Hampir satu bulan ini negeri Serambi Mekah menjadi sorotan publik. Hal ini karena adanya pengungsi Rohingya yang masuk secara berjamaah dan ilegal ke provinsi tersebut. Ini bukan pertama kali mereka masuk secara bergerombolan ke negeri paling ujung Sumatera.
Pada Tahun 2015 mereka sempat diterima oleh orang Aceh sebagai tamu istimewa,bahkan mereka diberi tempat tinggal sebagai pengungsi yang layak. Hal ini dilakukan karena mereka beragama Islam. Dalam pandangan masyarakat Aceh semua orang Islam itu saudara, tidak perduli mereka berkebangsaan apa atau dari mana mereka datang.

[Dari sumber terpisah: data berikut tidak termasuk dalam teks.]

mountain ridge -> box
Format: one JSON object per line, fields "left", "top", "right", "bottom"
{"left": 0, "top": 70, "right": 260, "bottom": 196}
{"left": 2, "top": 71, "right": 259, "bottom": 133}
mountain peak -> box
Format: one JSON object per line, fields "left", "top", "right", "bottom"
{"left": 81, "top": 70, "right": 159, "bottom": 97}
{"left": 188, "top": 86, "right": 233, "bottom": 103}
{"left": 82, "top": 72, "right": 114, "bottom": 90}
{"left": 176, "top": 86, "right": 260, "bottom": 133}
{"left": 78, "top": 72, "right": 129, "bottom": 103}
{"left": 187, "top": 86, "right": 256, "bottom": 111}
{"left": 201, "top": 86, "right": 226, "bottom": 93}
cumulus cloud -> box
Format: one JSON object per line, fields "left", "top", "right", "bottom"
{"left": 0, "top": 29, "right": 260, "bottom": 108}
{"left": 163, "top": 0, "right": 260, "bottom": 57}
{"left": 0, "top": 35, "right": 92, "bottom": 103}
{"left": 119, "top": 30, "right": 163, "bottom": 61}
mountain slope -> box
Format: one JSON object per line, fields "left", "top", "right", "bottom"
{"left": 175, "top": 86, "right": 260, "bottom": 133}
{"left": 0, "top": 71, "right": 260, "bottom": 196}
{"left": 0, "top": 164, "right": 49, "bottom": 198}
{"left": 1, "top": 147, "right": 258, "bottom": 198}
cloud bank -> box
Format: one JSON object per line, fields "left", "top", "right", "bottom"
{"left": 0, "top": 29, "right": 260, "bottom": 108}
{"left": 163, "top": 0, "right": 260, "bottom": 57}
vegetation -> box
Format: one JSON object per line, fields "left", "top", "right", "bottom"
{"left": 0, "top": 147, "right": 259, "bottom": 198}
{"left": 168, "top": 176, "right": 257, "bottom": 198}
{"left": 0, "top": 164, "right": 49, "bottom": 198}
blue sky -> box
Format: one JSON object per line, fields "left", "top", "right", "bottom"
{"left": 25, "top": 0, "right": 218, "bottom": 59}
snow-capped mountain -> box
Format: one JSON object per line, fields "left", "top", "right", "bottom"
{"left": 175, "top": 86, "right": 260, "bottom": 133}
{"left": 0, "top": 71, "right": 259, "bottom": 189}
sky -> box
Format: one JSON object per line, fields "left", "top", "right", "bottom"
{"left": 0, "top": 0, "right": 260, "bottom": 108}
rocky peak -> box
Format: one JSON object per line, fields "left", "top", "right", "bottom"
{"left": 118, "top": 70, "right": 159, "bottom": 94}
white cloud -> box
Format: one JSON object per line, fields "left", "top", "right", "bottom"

Satu yang dijadikan pegangan kuat oleh masyarakat Aceh bahwa apabila saudara seimannya teraniaya atau menderita, maka seluruh orang Aceh akan merasa tersakiti. Penulis masih ingat, ketika Tahun 2015 berbondong- bondong masyarakat Aceh berkunjung ke tempat pengungsian Rohingya. Mereka datang menjenguk dengan membawa perbekalan dan bantuan apa saja yang dimiliki untuk saudaranya yang seiman.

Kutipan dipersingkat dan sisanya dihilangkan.